For some reason, for the last many years, it’s that last one that I keep thinking of. How do you have a –polis without police?

She’s right. It’s in the word. The police come from the idea of the city itself.  More broadly, they come from the city itself, this civilian (as in non-military) force that watches over us and keeps us safe. We agreed that this would be a good thing. Someone to watch over us. To guard us and help us when our towns and cities started getting too big to rely on our neighbors.  And it made sense to give these watchers permission to use force, to prevent the bad stuff from happening. And it made sense to give them some deference and respect, because they put their lives on the line to protect our families, our sleeping babes and lost grandparents, from the frightening things that happen in a city too big to know who all the bad guys are.

But, dear friends, fellow citizens, things have gone so horribly, horribly wrong.

I don’t know what it is about summer that makes the police brutality seem so much more flagrant and frequent. I don’t know if it’s the cycle of the news or the terrible heat, making beat cops all that more itchy, but I dread these months so much because of it. I see the outcries of the Black community, my friends and clients and fellow people in this world, and I just grieve. 

I haven’t spoken out about these awful killings, the ones I won’t link to because we all KNOW what I’m talking about. I haven’t spoken out because I felt like anyone who knew me must know how I would feel about these things, must know the hours I have spent in mourning and frustration and anger because of these people who were gunned down like dogs by the people we put our collective trust in. 

And I haven’t spoken out because, as a white, middle-class woman with a lot of advantages, I did not want to take anything- even a very small, small thing- away from the Black community who has so much more claim to this grief and frustration than I do, and deals with the absolute terror of living in a society where their sons and fathers are not safe to walk down the street in the middle of the day. I have no idea what that must be like. When I was growing up, I was taught that if you ever got lost, were in danger, were separated from your parents or the group, find a police officer and he will help you.  I can only imagine that that must be unimaginable for many of my fellow Americans.  

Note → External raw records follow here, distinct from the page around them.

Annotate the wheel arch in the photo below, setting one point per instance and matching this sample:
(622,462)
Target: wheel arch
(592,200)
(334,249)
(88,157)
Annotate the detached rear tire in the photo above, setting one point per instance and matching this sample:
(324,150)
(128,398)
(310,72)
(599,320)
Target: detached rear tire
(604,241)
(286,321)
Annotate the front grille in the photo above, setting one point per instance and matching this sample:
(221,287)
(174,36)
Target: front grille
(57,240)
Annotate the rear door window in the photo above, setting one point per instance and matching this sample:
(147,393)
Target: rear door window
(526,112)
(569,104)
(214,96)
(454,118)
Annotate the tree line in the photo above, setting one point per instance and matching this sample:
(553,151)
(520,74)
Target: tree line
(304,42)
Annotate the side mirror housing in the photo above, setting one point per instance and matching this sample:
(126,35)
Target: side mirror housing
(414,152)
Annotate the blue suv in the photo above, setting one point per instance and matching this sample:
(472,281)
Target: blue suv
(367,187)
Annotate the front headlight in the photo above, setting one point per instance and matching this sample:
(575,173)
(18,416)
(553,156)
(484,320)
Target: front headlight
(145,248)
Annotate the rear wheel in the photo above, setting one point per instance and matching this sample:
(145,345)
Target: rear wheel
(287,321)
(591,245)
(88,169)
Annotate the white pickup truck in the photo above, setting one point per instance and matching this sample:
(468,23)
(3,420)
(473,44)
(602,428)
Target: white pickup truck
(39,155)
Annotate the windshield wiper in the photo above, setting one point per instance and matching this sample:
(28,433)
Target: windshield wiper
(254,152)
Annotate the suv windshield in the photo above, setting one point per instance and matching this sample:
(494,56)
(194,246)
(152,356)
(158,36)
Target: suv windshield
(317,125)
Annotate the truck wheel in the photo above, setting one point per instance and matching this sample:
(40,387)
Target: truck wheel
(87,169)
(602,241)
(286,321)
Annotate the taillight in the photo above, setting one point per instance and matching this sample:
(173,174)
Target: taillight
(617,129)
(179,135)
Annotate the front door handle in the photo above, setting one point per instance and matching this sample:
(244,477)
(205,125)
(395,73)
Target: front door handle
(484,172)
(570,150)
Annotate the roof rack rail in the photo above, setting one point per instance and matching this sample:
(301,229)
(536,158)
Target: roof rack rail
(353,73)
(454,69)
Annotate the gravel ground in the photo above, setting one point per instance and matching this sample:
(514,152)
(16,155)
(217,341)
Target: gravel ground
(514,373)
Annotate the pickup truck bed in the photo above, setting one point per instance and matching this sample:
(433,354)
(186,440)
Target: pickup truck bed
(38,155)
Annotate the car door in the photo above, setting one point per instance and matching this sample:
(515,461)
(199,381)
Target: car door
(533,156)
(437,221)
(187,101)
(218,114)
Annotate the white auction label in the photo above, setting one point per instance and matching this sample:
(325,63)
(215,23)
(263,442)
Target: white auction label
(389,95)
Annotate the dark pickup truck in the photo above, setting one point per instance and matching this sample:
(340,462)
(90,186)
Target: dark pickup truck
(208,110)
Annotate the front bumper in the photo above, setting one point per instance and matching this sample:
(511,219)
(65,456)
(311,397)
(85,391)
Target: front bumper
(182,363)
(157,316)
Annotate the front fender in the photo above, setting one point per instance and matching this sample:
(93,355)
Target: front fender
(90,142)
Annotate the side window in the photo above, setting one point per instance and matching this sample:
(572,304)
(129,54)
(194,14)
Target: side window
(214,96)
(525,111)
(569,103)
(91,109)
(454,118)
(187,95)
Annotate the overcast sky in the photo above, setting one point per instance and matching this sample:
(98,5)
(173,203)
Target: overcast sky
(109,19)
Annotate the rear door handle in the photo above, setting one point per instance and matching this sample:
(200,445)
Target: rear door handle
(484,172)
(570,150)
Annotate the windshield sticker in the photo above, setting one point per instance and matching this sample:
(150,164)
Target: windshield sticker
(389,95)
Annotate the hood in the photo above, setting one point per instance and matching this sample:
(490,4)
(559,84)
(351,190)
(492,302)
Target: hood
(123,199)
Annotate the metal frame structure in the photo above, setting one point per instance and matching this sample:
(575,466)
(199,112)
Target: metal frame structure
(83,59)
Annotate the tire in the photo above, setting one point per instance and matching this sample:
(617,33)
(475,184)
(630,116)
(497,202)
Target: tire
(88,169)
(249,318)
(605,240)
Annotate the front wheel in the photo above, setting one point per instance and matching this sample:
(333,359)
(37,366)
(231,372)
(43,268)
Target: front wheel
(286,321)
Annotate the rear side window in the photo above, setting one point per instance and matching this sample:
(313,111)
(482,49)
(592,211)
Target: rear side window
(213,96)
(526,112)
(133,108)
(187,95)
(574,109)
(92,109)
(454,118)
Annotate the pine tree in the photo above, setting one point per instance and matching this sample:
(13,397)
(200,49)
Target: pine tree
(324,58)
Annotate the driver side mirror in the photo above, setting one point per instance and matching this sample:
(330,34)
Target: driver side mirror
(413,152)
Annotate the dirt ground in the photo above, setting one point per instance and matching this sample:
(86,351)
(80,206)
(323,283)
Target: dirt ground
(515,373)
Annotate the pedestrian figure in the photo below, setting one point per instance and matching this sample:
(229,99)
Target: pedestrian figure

But as much as I don’t know what the experience of being Black in America is like, I can’t hold this inside me anymore, and without taking anything from those who are, by their birth, by their skin, voluntarily or not, on the front lines of this, I will stand next to you. I will devote my life to standing next to you. I am raw, and I am furious and I must speak.  I am a part of this society. I am a part of this culture that put our trust in these police who are now out of control.

Christopher Hitchens once wrote, “Never be a spectator of unfairness or stupidity.” That is what this is. We can’t see these things on the news anymore and shake our heads and make a snide comment about stupid fucking cops and move on with our day. We can’t think that arguing with our racist uncle on Facebook about it is enough.  We can’t talk about anything else- anything- until the people who are summarily executing our citizens on our street are stopped. This is all there is.  Who will guard the guards themselves? It has to be us.  

We are a nation under attack by people we have armed and who are militarizing against us. This is Fleet Street. This is bedlam. How do we have a –polis without police?  Now is the time to figure out how to answer that question. That is the only question. Go.